The ‘idol of Ireland’ is assassinated
Republican leader Michael Collins is killed in a shoot-out with anti-treaty forces
Early on Tuesday 22 August 1922, Michael Collins left Cork’s Imperial Hotel to visit his troops in rural West Cork. The Irish Civil War was just two months old, but Collins’s Free State army manifestly had the upper hand. Some speculated that he was hoping to strike a deal with his adversaries in the IRA, who opposed the treaty that had secured only partial independence from Britain. Given that West Cork was an IRA heartland, many thought Collins was inviting a sniper’s bullet. But he was more optimistic. “Don’t suppose,” he said, “I will be ambushed in my own county.”
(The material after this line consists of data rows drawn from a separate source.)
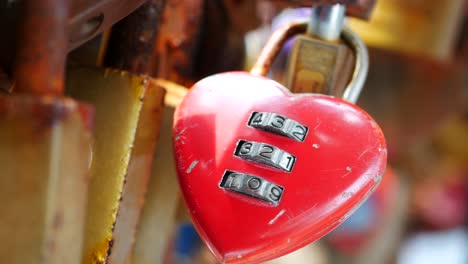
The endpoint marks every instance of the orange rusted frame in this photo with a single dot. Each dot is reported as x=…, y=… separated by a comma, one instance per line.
x=40, y=57
x=273, y=46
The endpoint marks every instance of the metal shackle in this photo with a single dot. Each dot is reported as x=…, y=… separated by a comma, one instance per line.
x=281, y=35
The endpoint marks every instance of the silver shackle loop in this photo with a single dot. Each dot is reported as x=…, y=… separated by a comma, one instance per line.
x=361, y=65
x=282, y=34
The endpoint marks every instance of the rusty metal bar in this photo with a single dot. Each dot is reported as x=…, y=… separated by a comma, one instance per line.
x=40, y=58
x=132, y=40
x=273, y=46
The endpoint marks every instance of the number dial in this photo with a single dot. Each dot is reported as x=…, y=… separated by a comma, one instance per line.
x=278, y=124
x=253, y=186
x=265, y=154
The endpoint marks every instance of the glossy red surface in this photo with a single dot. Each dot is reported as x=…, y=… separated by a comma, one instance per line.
x=338, y=165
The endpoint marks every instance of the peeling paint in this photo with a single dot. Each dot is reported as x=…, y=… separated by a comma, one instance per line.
x=272, y=221
x=192, y=166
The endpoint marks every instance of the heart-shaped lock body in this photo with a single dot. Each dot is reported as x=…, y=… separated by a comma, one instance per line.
x=264, y=172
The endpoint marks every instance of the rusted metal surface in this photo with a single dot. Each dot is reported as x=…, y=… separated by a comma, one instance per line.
x=86, y=19
x=206, y=38
x=45, y=152
x=132, y=39
x=178, y=41
x=356, y=8
x=118, y=97
x=6, y=82
x=138, y=174
x=42, y=39
x=435, y=27
x=274, y=45
x=159, y=213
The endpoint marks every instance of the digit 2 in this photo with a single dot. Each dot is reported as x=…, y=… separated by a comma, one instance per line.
x=266, y=152
x=299, y=132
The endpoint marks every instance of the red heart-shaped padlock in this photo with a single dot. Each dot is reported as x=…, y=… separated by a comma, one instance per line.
x=294, y=188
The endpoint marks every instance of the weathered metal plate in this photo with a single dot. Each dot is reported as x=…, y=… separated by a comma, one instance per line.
x=45, y=153
x=118, y=97
x=163, y=197
x=139, y=171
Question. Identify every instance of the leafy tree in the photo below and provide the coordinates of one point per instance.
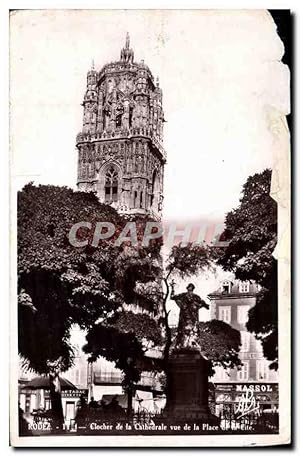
(219, 341)
(251, 230)
(61, 285)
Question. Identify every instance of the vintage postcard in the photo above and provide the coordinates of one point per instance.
(150, 227)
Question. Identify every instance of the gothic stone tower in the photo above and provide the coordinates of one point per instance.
(120, 152)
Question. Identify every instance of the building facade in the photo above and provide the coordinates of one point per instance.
(231, 304)
(120, 151)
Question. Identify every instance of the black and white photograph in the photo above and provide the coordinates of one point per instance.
(150, 227)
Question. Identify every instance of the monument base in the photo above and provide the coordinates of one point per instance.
(187, 400)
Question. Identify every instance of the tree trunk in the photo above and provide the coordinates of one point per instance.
(56, 402)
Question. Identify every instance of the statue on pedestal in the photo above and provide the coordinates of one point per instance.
(188, 329)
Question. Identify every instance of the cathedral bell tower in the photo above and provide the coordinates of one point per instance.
(120, 152)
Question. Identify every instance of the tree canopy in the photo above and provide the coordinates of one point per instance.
(251, 230)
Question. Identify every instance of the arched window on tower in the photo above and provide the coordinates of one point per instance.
(111, 185)
(130, 115)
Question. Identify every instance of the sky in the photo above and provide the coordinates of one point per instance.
(220, 72)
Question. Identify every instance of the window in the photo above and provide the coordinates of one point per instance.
(225, 313)
(77, 376)
(221, 374)
(245, 341)
(119, 120)
(243, 373)
(111, 185)
(261, 370)
(244, 287)
(226, 287)
(242, 314)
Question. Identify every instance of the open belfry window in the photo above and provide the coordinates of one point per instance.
(226, 287)
(111, 185)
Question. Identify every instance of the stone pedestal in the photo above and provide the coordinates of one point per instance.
(188, 387)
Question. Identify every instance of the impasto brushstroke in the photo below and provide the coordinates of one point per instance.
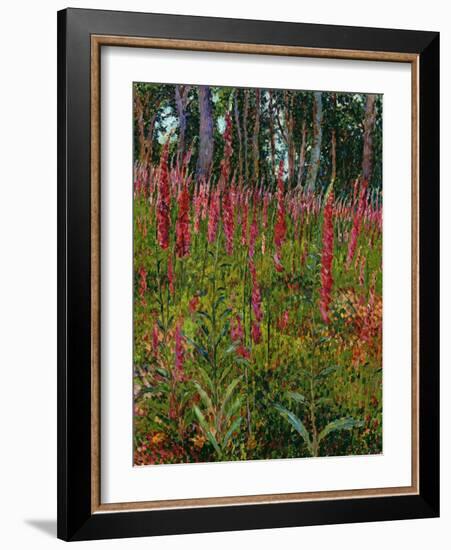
(257, 273)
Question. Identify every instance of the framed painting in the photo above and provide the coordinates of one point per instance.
(248, 274)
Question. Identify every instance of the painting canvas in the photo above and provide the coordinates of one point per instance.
(257, 278)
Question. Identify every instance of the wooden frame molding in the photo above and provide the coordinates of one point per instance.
(97, 41)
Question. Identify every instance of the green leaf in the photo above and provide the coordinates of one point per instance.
(340, 424)
(200, 350)
(228, 394)
(204, 314)
(162, 372)
(297, 425)
(206, 429)
(232, 429)
(327, 371)
(234, 407)
(204, 396)
(298, 397)
(206, 377)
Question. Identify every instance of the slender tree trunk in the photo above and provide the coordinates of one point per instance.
(240, 139)
(317, 137)
(302, 154)
(333, 157)
(245, 113)
(206, 144)
(255, 147)
(181, 98)
(272, 135)
(368, 126)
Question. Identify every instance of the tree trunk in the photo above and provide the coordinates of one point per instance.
(205, 156)
(302, 154)
(272, 135)
(181, 99)
(333, 157)
(368, 126)
(255, 147)
(246, 110)
(315, 155)
(240, 139)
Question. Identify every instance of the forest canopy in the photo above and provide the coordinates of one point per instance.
(319, 135)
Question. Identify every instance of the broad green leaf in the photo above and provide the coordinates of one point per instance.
(232, 429)
(327, 371)
(234, 407)
(204, 396)
(297, 425)
(340, 424)
(202, 351)
(228, 394)
(298, 397)
(206, 429)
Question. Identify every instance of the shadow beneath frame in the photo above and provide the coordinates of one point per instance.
(46, 526)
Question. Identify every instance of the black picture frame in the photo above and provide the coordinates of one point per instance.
(75, 518)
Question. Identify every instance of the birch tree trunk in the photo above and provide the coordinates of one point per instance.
(368, 126)
(181, 99)
(315, 155)
(302, 154)
(240, 139)
(206, 144)
(255, 148)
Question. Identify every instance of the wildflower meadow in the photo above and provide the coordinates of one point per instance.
(257, 274)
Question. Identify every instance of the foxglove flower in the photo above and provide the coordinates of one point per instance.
(163, 201)
(326, 259)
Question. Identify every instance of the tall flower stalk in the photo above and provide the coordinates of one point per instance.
(164, 200)
(327, 256)
(182, 227)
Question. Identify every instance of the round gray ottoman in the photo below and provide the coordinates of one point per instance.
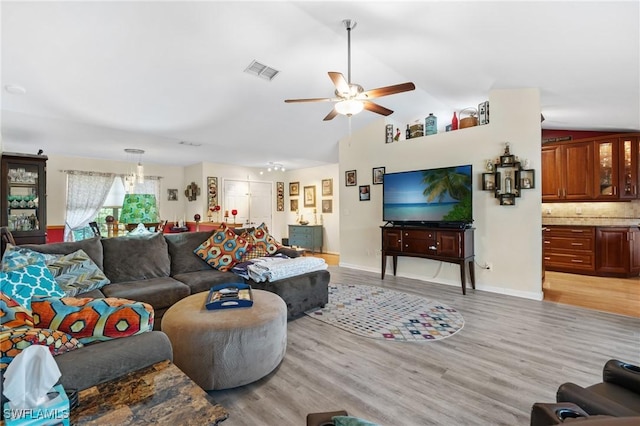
(225, 348)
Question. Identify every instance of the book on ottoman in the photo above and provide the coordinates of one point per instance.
(225, 296)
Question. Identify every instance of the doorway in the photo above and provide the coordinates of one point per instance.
(252, 200)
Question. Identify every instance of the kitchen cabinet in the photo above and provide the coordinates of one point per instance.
(23, 203)
(618, 251)
(446, 245)
(567, 171)
(569, 249)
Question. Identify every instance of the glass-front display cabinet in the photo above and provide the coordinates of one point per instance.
(24, 200)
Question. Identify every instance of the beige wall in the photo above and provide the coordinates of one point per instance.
(507, 237)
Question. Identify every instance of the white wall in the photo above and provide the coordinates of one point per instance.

Some time before 8pm, Collins’s convoy was on its way back through the hamlet of Béal na Bláth when anti-Treaty men opened fire. His friend Emmet Dalton shouted to keep driving, but Collins yelled: “No, stop and we’ll fight ’em,” and began firing back. What followed was a few confused moments of shouting and shooting. Then the firing stopped and Dalton heard a cry: “Emmet, I am hit.”
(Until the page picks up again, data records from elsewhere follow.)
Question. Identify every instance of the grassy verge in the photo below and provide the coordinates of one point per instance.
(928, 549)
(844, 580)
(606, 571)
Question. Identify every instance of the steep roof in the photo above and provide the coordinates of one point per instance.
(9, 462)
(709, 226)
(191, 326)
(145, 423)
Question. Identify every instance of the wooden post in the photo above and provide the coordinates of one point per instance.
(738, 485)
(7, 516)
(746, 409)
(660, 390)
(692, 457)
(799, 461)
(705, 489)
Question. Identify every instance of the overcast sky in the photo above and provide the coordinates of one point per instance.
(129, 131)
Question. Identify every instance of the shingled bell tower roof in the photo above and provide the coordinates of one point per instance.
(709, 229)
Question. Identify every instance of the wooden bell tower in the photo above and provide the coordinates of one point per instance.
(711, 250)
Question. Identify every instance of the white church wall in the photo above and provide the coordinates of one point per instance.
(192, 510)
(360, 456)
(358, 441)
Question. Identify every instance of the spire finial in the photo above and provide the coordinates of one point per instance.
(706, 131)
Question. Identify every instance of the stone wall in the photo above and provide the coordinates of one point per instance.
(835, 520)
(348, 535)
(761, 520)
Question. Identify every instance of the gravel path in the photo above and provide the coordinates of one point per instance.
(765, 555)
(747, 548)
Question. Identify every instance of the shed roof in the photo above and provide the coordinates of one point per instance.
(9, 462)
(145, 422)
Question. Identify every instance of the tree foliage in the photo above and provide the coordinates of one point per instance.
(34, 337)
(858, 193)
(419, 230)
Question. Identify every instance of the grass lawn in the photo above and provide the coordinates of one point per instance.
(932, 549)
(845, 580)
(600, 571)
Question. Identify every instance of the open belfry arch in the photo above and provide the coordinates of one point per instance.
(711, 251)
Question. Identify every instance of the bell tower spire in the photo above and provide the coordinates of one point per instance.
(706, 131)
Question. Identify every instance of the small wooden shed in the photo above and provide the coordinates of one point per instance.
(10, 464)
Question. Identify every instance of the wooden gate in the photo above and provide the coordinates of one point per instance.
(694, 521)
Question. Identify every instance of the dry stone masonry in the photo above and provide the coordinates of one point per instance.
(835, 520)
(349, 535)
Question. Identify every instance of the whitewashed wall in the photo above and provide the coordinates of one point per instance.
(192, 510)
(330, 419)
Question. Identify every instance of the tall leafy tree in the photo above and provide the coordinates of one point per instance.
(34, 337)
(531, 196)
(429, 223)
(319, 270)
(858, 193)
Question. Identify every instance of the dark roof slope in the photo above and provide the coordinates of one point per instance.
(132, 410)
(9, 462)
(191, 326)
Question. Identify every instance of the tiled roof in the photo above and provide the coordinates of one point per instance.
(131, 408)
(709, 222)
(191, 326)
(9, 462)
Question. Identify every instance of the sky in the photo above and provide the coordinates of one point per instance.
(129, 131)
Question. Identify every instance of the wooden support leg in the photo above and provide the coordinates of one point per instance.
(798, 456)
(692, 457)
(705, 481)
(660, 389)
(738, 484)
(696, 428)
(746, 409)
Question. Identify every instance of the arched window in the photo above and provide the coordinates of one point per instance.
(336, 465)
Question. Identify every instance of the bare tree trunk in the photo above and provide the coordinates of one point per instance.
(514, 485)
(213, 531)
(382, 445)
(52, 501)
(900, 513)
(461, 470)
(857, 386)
In Dalton’s words, they “rushed to the spot, fear clutching our hearts”. In the lane was their “beloved chief… a gaping wound at the base of his skull. We immediately saw that he was almost beyond human aid; he did not speak.” A few moments later, Collins was dead. “How can I describe the feelings that were then mine, kneeling in the mud of a country road,” wrote Dalton, “with the still bleeding head of the idol of Ireland resting in my arms.”